At Lisner, 9/11 in Words and Music
On the morning of Sept. 11, 2001, Michael Gordon escorted his children to school two blocks north of the World Trade Center. He says one of the ill-fated airplanes flew over their heads.
As a composer, Gordon responded with "The Sad Park," a work for string quartet and tape, written for the Kronos Quartet, which gave the piece its Washington premiere Sunday night at Lisner Auditorium.
The 30-minute work is built from recorded comments made by preschoolers in Gordon's son's class who witnessed the destruction. But their voices were slowed down and stretched like taffy. Words became eerie syllables, curdled and wailing. They soared between Kronos's pulsating, groaning strings. Ultimately, a slow diminuendo gave way to a final jolt of chaos and a shock of electric feedback.
For better or worse, the hallowed Ground Zero is fertile ground for artists. But Gordon's composition is no gimmick. It's genuinely chilling.
The remainder of the program found Kronos in its familiar world-music mode. Ram Narayan's "Raga Mishra Bhairavi" showed off a sensual solo from violist Hank Dutt. And composer Derek Charke's "Cercle du Nord III" adroitly blended Inuit throat singing with taped sounds of sled dogs and snowmobiles.
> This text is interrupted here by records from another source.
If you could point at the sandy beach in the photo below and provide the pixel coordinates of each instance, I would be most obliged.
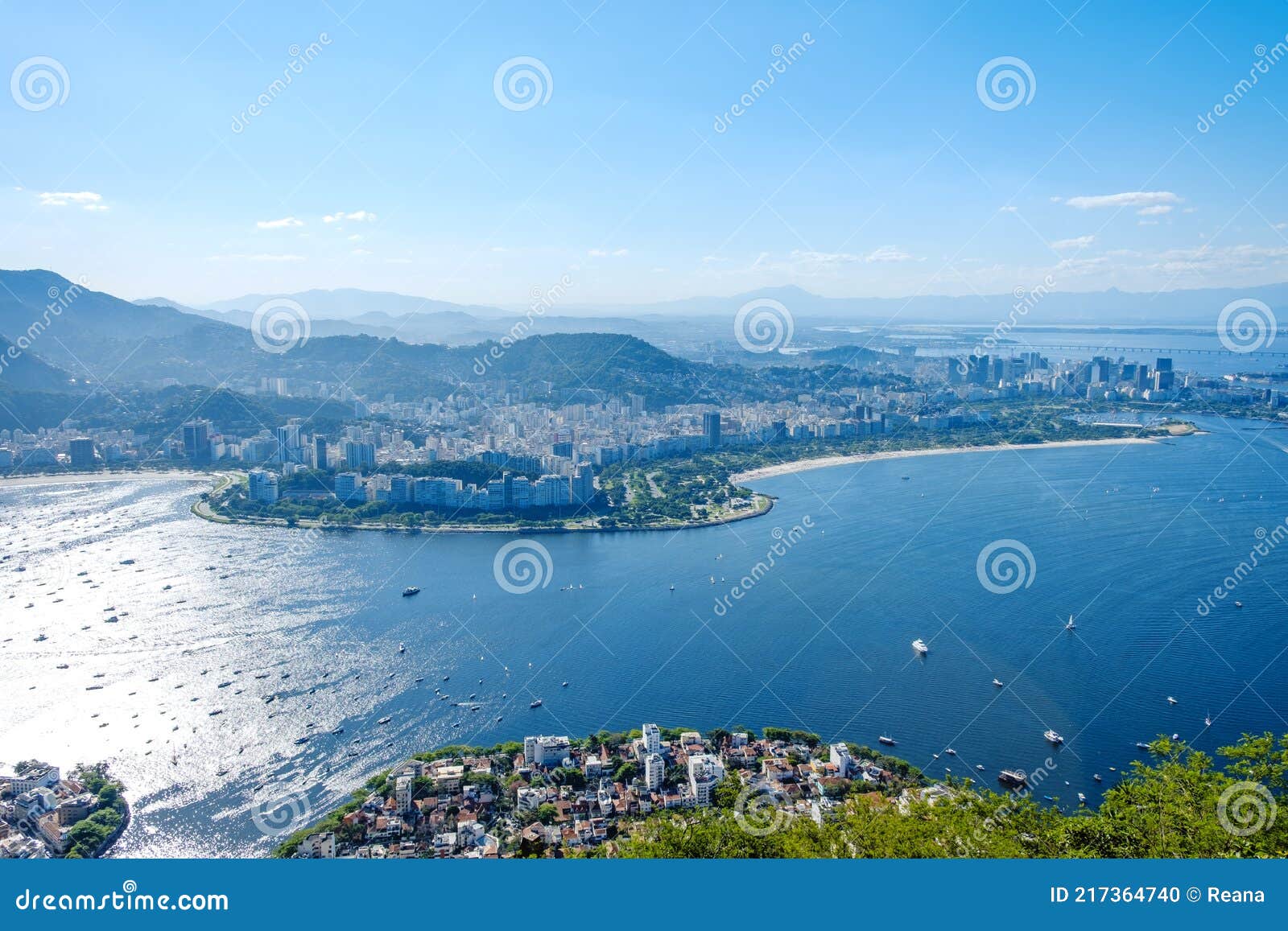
(824, 461)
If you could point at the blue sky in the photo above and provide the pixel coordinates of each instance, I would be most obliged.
(869, 167)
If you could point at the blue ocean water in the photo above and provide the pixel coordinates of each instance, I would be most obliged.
(1127, 538)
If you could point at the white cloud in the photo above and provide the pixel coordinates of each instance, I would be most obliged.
(280, 225)
(889, 254)
(1077, 242)
(1130, 199)
(87, 200)
(357, 216)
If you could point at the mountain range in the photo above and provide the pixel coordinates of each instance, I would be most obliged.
(380, 313)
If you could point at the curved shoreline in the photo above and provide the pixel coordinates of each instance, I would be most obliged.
(828, 461)
(201, 509)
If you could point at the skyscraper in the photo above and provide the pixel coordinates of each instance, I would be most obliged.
(196, 441)
(712, 429)
(81, 452)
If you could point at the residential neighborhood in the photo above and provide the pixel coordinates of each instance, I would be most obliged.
(553, 796)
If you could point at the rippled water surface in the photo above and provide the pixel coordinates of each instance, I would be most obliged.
(218, 618)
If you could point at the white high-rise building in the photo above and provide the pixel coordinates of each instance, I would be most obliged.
(705, 772)
(654, 768)
(843, 760)
(547, 751)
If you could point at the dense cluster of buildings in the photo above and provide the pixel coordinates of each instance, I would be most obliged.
(38, 809)
(500, 420)
(558, 795)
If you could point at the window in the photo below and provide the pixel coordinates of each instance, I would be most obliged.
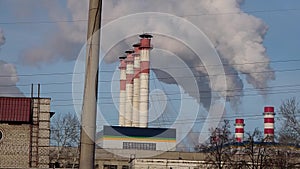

Kronos played with its customary intensity, especially in "Armenia," by the industrial band Einsturzende Neubauten. This must be the only piece for string quartet with OSHA requirements. Cellist Jeffrey Zeigler donned safety glasses, then set about sanding a large hunk of metal with an electric drill. Sparks flew as other Kronos members took turns pounding chunks of iron and sawing sheets of steel. A throbbing beat rumbled through loudspeakers. True heavy metal. But true gimmickry.